GE Healthcare and A*Star – Agency for Science, Technology and Research – announced they are partnering to develop new digital technologies for the Asia-Pacific and U.S. healthcare markets.
With chronic disease on the rise, an aging population and a growing middle class, the Asia-Pacific healthcare market is expected to become the second largest in the world by 2020. Frost & Sullivan estimates the Asian healthcare industry will grow to $517 billion in US dollars this year.
GE and A*Star said technology innovations are key to addressing the rising demand for healthcare in Singapore and Southeast Asia. As part of the collaboration, GE Healthcare and A*Star are developing digital solutions, including a diagnostic imaging system for Parkinson’s Disease and advanced capabilities for surgery motion tracking. GE Healthcare brings to the table expertise in medical and information technology. A*Star provides proficiency in data analytics and high-performance computing.
Also, working together, GE Healthcare and A*Star used high-performance computing to improve the PET scan procedure.
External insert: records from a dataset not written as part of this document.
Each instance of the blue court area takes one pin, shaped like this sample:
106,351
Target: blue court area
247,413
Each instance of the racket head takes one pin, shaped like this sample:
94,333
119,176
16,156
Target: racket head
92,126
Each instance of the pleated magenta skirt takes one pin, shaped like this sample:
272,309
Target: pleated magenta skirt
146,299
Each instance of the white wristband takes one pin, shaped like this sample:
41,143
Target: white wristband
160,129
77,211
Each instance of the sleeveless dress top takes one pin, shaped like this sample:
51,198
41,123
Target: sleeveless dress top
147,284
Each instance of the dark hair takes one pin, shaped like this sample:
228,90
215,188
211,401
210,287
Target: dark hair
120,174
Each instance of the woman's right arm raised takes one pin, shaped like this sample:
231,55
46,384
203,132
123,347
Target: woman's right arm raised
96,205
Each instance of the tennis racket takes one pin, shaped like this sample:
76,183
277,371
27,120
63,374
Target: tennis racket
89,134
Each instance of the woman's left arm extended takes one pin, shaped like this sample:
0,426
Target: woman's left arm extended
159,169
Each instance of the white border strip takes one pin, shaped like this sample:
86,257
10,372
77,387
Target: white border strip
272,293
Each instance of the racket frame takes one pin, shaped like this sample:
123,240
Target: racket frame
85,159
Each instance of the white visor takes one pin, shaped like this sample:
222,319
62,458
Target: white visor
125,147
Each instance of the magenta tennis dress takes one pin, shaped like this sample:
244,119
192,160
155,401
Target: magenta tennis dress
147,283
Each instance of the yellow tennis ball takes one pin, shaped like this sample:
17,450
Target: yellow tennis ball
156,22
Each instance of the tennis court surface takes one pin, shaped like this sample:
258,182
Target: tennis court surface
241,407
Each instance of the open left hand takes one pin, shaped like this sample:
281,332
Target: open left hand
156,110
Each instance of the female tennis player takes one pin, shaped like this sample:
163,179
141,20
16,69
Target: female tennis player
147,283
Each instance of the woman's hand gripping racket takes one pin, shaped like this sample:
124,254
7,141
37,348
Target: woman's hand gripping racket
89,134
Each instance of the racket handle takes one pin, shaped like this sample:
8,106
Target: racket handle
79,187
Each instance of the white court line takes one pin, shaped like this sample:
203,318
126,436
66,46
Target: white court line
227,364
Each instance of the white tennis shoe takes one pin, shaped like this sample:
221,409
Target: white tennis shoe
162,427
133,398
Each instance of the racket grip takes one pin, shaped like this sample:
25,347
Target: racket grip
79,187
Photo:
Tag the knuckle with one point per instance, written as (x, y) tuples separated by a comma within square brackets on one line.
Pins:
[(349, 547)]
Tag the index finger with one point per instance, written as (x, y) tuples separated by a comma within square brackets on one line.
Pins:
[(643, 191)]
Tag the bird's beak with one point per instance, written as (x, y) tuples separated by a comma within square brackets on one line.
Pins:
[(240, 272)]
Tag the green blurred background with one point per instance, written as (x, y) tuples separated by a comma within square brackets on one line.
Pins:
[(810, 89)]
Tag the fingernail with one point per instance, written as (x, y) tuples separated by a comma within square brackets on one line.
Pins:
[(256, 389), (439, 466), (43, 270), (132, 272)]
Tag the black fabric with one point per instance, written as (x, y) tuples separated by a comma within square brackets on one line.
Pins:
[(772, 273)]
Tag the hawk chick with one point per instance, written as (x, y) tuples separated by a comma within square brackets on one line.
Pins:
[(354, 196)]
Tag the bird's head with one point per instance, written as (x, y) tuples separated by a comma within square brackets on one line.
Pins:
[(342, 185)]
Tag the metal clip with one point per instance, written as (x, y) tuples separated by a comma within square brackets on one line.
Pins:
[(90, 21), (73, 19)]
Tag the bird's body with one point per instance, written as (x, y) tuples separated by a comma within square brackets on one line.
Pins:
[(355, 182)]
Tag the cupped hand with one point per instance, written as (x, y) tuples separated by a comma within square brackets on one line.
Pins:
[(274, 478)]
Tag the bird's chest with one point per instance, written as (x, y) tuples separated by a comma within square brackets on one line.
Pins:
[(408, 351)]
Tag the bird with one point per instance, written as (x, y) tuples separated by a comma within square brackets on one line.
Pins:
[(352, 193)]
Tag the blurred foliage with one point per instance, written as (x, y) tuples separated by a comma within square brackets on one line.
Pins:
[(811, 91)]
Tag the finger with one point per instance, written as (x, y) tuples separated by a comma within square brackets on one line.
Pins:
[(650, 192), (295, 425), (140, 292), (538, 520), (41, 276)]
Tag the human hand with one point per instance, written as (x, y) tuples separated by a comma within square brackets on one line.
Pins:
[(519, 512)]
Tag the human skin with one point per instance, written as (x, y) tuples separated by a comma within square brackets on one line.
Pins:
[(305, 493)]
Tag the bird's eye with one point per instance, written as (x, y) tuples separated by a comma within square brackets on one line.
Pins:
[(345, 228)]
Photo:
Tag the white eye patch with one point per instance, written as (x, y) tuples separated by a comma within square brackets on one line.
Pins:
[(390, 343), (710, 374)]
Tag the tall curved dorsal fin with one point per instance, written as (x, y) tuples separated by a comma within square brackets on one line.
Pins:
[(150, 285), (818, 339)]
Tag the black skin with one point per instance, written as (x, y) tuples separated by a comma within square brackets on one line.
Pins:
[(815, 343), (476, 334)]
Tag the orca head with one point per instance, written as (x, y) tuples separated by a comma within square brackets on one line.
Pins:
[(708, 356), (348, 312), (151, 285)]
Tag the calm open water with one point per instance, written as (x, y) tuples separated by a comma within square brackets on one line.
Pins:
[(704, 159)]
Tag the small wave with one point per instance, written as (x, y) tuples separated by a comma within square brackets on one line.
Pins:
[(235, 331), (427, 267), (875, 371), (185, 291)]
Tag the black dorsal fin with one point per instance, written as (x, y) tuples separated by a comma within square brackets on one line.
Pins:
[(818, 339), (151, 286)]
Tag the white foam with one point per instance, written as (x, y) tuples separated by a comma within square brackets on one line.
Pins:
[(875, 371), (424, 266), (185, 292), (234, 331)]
It translates into quicker scans and shorter waiting times for patients, shaving about 15 minutes off the workflow, which would typically take almost 40 minutes to complete.
“After the new digital PET/CT scanner was installed at our flagship diagnostic center last year, we were able to increase our rate of scanning patients by 20 per cent.” Royston Lek, country managing director of Fullerton Health Singapore, said in a statement.
Other innovations improve image reconstruction algorithms in CT scans to reduce image distortion and provide higher quality scanned images. It includes a technology platform that supports decision-making for stroke treatment and more robust wireless communication technologies to improve remote patient monitoring.
Singapore is already sold on the value of healthcare technology. The island city-state is home to more than 60 multinational MedTech companies.
GE Healthcare and A*Star together have developed advancements in imaging diagnostics and patient monitoring, the result of a five-year joint research and development partnership that started in 2014.
“Leveraging both our strengths is helping to address the fast-growing healthcare needs of Southeast Asia and the world,” Michael Barber, president and CEO of Molecular Imaging and Computed Tomography at GE Healthcare said in a statement.
The role of healthcare consumers is changing dramatically in Asia-Pacific, noted Rhenu Bhuller, a partner at Frost & Sullivan, who addressed the Asia-Pacific Healthcare Outlook, 2018, event in Singapore during January of 2018.
“Digital technology enables access to information and care; hence consumers are able to choose where, how, and by whom they would like to be treated,” Bhuller added. “This is changing every business model in the region.”